Wife: "No, I think it was a cougar."
Husband: "Are you sure? I'm pretty sure it was a mountain lion."
Wife: "Do cougars live around here?"
Me: "Actually, they are one in the same..." complex looks and "really?" from both of them.


----------



## Yahtahay (Jul 3, 2008)

Yeah, lots of campers, atv'ers, horseback riders but never did see anybody back in the woods hunting. I was hunting the North Slope near Lonetree and it was quite the storm, 3" of hail within 5 minutes (if that).


----------



## Airborne (May 29, 2009)

I was on the north slope and experienced the same storms as you--it was a treat!!--I think if you can get off the high ground and hunker down that is the best option. I threw up my tent and held out the storms, my tent sitting next to several big trees in low area next to a creek, with aluminum poles, bow sitting next to me. I honestly think if you can get down and under something that is the best option. With lightning I kind of think that if it is your time then its going to happen--ya just hope it doesn't!

As for your blisters the best thing to do is get good fitting boots, if you did less than 10 miles and you have blisters you need different boots that is unless you were not wearing wool socks. Are you wearing wool socks? You need to have high quality mid weight 100% merino wool socks--no blends. Smart wool or some other quality brand merino wool. If you are using wool socks and cannot aford new better fitting boots then I would try mole skin. duct tape it to your blister area. You can get mole skin at walmart or any outdoor retailer. I did 18 miles over the weekend and don't even have any hot spots and my boots were wet through a lot of the time. Quality boots with quality wool socks


----------



## Yahtahay (Jul 3, 2008)

I think it's just my boots honestly, they are like 20 years old, nice boots, but I think the heel support has finally given out (left boot is crinkled in now at top of the heel). I'm gonna have to get another set of good quality boots...Suggestions? Also, I've never used wool socks before (except in the winter while wading), it's always been straight up cotton socks. I'll have to try wool socks and get some of that mole skin...Thanks for the tip Airborne!


----------



## fixed blade XC-3 (Sep 11, 2007)

I always heard you want to get under a canopy of trees in a low area. You just don't want to be under a lone tree in a meadow. I had the same experience. I got out friday night, I back packed in by myself. I got set up, then went to the edge of a meadow, Kicked back under a tree and watched the gods go at it while sipping a bit of whiskey. I loved every second of it. My buddy was down at base camp, and when I got back the next after noon he said, Dude, you are either the baddest mother ****er I've ever met or the craziest son of a ****. He said I saw a cloud of death over the area you were at, and lighting bolt after lighting bolt. lol


----------



## Airborne (May 29, 2009)

I have two pairs of hunting boots:

Meindl Perfekt Hikers from Cabelas, a good all around boot, very comfortable, a little heavy for my taste but a quality boot made in Germany, although I hear the ones not sold in Cabelas are of a higher quality but that is unconfirmed.

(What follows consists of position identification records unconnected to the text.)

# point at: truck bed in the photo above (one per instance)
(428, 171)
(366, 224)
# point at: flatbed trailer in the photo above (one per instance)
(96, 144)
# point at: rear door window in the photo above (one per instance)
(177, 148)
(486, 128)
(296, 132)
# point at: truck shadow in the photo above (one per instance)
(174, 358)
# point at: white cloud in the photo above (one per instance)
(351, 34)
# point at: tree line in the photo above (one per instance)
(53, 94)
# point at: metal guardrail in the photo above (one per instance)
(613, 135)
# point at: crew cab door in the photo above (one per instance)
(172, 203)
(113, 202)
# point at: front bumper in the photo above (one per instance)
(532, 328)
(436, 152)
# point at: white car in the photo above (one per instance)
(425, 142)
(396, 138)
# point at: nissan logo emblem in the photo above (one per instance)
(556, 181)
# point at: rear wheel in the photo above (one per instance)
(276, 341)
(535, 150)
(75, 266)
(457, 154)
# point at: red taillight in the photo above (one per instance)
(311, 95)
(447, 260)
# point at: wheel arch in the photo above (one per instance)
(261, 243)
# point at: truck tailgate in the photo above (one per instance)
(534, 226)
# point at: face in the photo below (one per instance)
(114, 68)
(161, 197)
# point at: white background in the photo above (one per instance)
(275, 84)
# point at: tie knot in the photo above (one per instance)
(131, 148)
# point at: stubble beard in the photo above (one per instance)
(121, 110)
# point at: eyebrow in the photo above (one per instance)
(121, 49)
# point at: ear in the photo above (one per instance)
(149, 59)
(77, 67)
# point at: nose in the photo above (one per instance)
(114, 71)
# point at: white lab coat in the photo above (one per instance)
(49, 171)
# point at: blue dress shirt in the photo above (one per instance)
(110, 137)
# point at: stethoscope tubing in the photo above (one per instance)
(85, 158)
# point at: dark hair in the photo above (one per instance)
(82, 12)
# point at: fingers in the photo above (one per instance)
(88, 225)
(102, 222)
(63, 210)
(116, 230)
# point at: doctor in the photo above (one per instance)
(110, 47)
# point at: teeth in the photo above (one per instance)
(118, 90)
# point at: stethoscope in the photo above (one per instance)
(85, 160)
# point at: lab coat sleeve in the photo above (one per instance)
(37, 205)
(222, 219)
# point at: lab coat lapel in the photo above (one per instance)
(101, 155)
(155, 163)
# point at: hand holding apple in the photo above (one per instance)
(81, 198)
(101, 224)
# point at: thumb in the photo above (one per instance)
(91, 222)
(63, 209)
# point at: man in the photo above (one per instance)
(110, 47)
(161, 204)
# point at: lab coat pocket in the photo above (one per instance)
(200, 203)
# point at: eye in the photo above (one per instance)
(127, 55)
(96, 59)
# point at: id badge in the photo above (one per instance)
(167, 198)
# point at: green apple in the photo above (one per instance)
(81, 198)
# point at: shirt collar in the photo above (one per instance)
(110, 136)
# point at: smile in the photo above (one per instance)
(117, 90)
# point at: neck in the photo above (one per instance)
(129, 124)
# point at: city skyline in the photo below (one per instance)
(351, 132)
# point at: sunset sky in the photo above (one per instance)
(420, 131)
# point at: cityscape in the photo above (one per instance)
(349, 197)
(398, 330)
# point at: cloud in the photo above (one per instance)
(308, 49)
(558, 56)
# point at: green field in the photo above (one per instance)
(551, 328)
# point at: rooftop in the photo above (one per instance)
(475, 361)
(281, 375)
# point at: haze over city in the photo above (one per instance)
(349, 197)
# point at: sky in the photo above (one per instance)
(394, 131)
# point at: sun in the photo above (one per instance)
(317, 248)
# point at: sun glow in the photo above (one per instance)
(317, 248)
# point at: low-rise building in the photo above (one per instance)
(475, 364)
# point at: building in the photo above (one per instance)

New Balance 1500 rainier, another good boot, is light weight and what I wear most of the time during the bowhunt, a little stiff on the ankle support. I think this model has been discontinued.

There are a bunch of good boots out there but you get what you pay for. Plan on spending over $150 for a good pair. I would stay away from Danner's--I have had two pair and they were both junk.

Good luck on the north slope--I will be back next weekend, hopefully less rain this time


----------



## wyogoob (Sep 7, 2007)

I was on the North Slope Saturday picking up litter. When the lightning started I high-tailed it for Evanston. By the time I got to Hilliard Flat it was hailing. The lightning was about as bad as I ever seen it. I went up yesterday hoping it rained enough to make the mushrooms pop and it looked as though the Slope didn't get much rain. Also noted there weren't too many deer hunters parked along the roads.

I've been wearing Cabelas Meindl boots for backpacking since they first started selling them. They are real comfortable and require no break-in. I wear light silk or poly-pro liners and then a medium weight sock, of anything but cotton, over the liners.


----------



## lone hunter (Jan 23, 2008)

Lighting, rain! Been there before. I always thought I would take may chances of having lightning hit the tree rather than be beaten to death by hail. Anyway, I am a beleiver in good socks. It is worth getting some $10-15 a pair socks that fit well. I like the Cabelas Outifitters, heavy, medium, or light, depending on weather.


----------



## wyogoob (Sep 7, 2007)

The 2nd worse lightning storm I have been caught in was on an end-to-end hike of the High Uintas. My tent poles were broken by the hail with 20 miles, 2 nights, left to go in the trip:










I don't know of a safe place in a lightning storm when up in the high country. I try to get on a big dry log, keep my feet together, and pray.


----------



## xxxxxxBirdDogger (Mar 7, 2008)

I try to get into a dense patch of pines and hole up under a short tree with a thick canopy. I also wear Meindl boots and light wool socks. I slather my Perfekt Hunters with Obenhauf's Heavy Duty LP a few days before the hunt. I've never gotten wet feet, even in thick snow.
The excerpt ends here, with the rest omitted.